Até onde se saiba, Leonardo da Vinci (1452-1519) nunca teve companhia feminina. Ao contrário: como informa o biógrafo Walter Isaacson, são pródigos os sinais de que o gênio renascentista era gay e chegou a dividir o teto com um rapazote com cara de anjinho. E nada faz crer que tenha deixado filhos. Mas seu irmão, Domenico, se casou e teve descendentes, sim. Esse detalhe prosaico permite agora à ciência investigar a genialidade do mestre com uma arma inédita: a genética. Parceria entre as universidades Rockefeller, em Nova York, e de Florença, na Itália, a iniciativa Leonardo da Vinci DNA Project busca recuperar os genes do pintor e identificar possíveis segredos sobre suas habilidades. “Ele não era só criativamente excepcional, era um ponto fora da curva também no sentido biológico”, explica o cientista americano Jesse Ausubel, coordenador do projeto.
Uma das frentes desse esforço vem de um estudo publicado recentemente na revista Human Evolution. Os historiadores italianos Alessandro Vezzosi e Agnese Sabato debruçaram-se sobre documentos históricos como registros de igrejas e testamentos para reconstruir a árvore genealógica da família a partir da prole de Domenico, abarcando 21 gerações. Identificaram catorze descendentes vivos, entre 1 e 85 anos, todos moradores da Toscana e com ocupações frugais, como escriturário e artesão. Milko di Mario, último identificado nominalmente, nasceu em 1976, é funcionário público e apaixonado por motociclismo e música. “São pessoas comuns. Será interessante realizar outros testes para verificar o potencial oculto ou traços de semelhança com Leonardo, como sua visão extraordinária”, afirma Sabato.
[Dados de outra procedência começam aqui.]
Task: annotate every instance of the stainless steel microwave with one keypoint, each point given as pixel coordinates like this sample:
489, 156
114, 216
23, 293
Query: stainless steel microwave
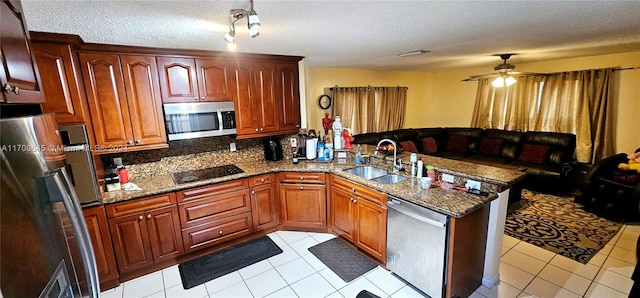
200, 119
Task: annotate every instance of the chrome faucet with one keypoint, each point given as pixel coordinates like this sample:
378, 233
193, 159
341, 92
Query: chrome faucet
397, 164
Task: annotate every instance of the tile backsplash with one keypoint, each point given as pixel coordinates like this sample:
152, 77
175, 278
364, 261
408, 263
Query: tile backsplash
194, 154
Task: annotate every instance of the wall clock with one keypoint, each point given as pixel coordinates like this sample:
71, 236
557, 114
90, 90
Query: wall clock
324, 101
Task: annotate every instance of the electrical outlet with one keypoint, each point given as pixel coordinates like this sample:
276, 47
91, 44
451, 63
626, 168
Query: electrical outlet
447, 178
472, 184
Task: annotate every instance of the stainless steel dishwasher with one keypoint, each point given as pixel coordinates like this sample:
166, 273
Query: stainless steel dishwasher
416, 245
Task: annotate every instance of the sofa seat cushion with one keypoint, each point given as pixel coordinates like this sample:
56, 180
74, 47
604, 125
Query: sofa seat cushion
534, 153
408, 146
429, 146
458, 144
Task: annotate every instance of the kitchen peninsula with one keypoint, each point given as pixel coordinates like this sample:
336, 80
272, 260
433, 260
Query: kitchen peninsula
488, 212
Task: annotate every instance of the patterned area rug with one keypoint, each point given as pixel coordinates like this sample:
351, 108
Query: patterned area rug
559, 225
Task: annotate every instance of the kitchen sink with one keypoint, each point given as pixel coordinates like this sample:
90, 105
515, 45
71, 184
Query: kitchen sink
389, 179
367, 172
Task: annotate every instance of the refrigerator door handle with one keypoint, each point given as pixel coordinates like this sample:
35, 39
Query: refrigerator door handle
60, 189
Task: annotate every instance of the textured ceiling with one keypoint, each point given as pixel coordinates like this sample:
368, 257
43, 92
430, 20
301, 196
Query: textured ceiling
360, 34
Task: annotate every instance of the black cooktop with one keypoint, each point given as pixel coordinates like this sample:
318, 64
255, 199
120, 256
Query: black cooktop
204, 174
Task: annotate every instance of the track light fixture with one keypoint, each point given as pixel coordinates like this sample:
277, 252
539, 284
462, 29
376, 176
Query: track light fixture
253, 23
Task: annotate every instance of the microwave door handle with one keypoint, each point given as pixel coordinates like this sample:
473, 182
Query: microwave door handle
59, 190
220, 124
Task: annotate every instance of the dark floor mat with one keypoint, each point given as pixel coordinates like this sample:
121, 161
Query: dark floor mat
342, 259
206, 268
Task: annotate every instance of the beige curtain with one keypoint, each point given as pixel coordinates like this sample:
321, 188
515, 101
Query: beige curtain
579, 102
512, 108
575, 102
369, 109
391, 105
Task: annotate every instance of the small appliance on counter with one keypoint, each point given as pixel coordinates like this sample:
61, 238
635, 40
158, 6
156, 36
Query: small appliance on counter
272, 149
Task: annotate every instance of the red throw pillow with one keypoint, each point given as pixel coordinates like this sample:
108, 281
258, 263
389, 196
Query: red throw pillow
409, 146
457, 144
490, 146
429, 146
534, 153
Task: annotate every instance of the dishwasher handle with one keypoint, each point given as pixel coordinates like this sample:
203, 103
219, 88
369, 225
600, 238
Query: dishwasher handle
396, 205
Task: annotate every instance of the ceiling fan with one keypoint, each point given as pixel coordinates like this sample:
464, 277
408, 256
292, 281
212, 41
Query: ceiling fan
504, 75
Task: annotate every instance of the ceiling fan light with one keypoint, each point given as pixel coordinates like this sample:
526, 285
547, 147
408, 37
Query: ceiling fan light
498, 82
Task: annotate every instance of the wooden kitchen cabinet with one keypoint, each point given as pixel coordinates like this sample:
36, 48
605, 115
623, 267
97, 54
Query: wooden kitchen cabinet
193, 80
63, 88
98, 229
125, 107
255, 98
19, 74
303, 200
358, 214
288, 95
215, 213
145, 231
265, 207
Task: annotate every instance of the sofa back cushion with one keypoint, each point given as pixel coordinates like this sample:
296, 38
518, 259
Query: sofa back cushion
456, 143
409, 146
429, 146
534, 153
472, 136
490, 146
510, 144
561, 145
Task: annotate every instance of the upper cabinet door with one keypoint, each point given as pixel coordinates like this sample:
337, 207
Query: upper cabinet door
215, 79
288, 96
107, 99
19, 75
62, 88
265, 79
178, 81
143, 97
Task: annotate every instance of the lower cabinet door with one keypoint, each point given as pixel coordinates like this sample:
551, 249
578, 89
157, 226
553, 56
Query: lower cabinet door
303, 205
215, 232
164, 233
371, 233
131, 242
265, 209
342, 213
98, 229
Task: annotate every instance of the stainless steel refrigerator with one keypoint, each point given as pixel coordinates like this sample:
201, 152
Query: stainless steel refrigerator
45, 248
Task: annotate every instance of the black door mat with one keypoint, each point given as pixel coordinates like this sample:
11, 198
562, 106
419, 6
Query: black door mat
209, 267
342, 259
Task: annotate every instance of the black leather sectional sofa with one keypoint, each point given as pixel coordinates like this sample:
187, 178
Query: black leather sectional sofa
546, 157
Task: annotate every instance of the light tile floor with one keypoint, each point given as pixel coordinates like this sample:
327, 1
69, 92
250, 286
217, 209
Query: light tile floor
525, 271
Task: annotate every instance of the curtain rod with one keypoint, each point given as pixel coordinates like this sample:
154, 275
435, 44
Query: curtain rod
369, 86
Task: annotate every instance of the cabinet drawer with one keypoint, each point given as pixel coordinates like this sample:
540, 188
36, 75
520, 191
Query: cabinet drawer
139, 205
214, 207
262, 179
211, 190
215, 232
359, 190
302, 177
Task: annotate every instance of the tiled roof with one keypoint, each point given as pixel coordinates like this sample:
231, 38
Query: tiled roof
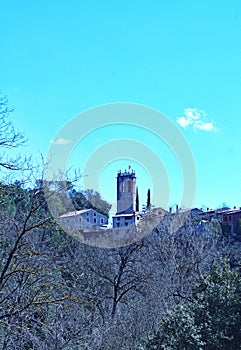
74, 213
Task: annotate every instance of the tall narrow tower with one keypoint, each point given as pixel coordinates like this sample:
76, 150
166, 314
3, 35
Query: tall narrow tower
126, 192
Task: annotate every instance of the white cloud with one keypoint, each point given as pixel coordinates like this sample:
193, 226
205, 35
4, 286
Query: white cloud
61, 141
196, 118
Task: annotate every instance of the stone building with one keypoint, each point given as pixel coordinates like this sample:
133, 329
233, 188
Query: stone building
83, 219
126, 214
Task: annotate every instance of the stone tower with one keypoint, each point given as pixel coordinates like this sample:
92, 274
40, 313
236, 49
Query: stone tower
126, 192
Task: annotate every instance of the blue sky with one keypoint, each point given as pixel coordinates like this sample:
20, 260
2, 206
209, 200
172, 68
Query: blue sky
182, 58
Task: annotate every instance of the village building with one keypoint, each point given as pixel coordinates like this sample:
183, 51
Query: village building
83, 219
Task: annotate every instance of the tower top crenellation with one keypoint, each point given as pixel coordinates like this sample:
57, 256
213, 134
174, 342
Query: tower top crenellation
126, 173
O passo seguinte será iniciar os testes diretamente nos célebres cadernos de Da Vinci conservadas na Biblioteca Nacional de España, o que deve acontecer nos próximos meses. “Vamos aplicar as técnicas de retirada de DNA nas páginas e comparar o material genético encontrado nelas com o dos descendentes”, diz Ausubel, que tem uma curiosidade especial pela visão espacial do gênio. “Se tivermos DNA suficiente, podemos aprender mais sobre isso.”
Para chegar a esse ponto, os cientistas tiveram de desenvolver técnicas capazes de garantir que nenhum dano seja causado aos manuscritos originais. Descobriram que é possível extrair DNA usando uma borracha, instrumentos a vácuo ou retirando pedaços microscópicos do papel. Mas há um empecilho: embora Da Vinci certamente tenha manuseado seus cadernos, eles também transitaram por muitas mãos ao longo dos séculos. O desafio é saber qual dos DNAs identificados é realmente o dele — e a melhor forma de fazer isso é comparar com os genes de descendentes.
A estratégia tem precedentes: em 2010, pesquisadores receberam a missão de desvendar a morte de Caravaggio, que faleceu aos 38 anos, em 1610, sob circunstâncias misteriosas. Eles precisavam identificar os restos mortais do pintor, e exumaram esqueletos do local onde acreditava-se que ele estivesse enterrado. Lá, acharam um que batia com as características, mas era preciso ter certeza. Foram então até a cidade de Caravaggio e testaram o DNA dos habitantes que compartilhavam o sobrenome do pintor, Merisi. Foram cerca de vinte testes, todos positivos para algum grau de parentesco. Com isso, analisou-se a ossada e, em 2018, conclui-se que o mestre barroco padeceu de uma infecção pela bactéria Staphylococcus aureus, decorrente de um ferimento de batalha, e não de sífilis, como se acreditava. Quem também teve seu DNA vasculhado foi o inglês William Shakespeare. Em 2019, a Folger Shakespeare Library, que guarda a maior coleção do bardo, testou uma Bíblia de 400 anos e identificou genes de dois europeus — um deles, concluíram, era de alguém com tendência a ter espinhas. Para saber se o DNA acneico é ou não realmente de Shakespeare, será preciso identificar seus descendentes e testá-los, o que já inspira curiosidade.
No caso de Da Vinci, na hipótese de ser encontrado o DNA, a descoberta poderá ter impactos que vão além da especulação sobre sua genialidade: com uma “assinatura” hereditária definida, seria possível compará-la em obras sobre as quais pairam dúvidas sobre a autoria. Em tese, a mesma técnica poderá ser estendida a outras figuras históricas. “No futuro, conseguiremos fazer uma biblioteca genética de artistas e ajudar na atribuição de suas obras”, diz Ausubel. Tendo em conta a trajetória de Da Vinci, faz muito sentido arte e ciência caminharem de mãos dadas.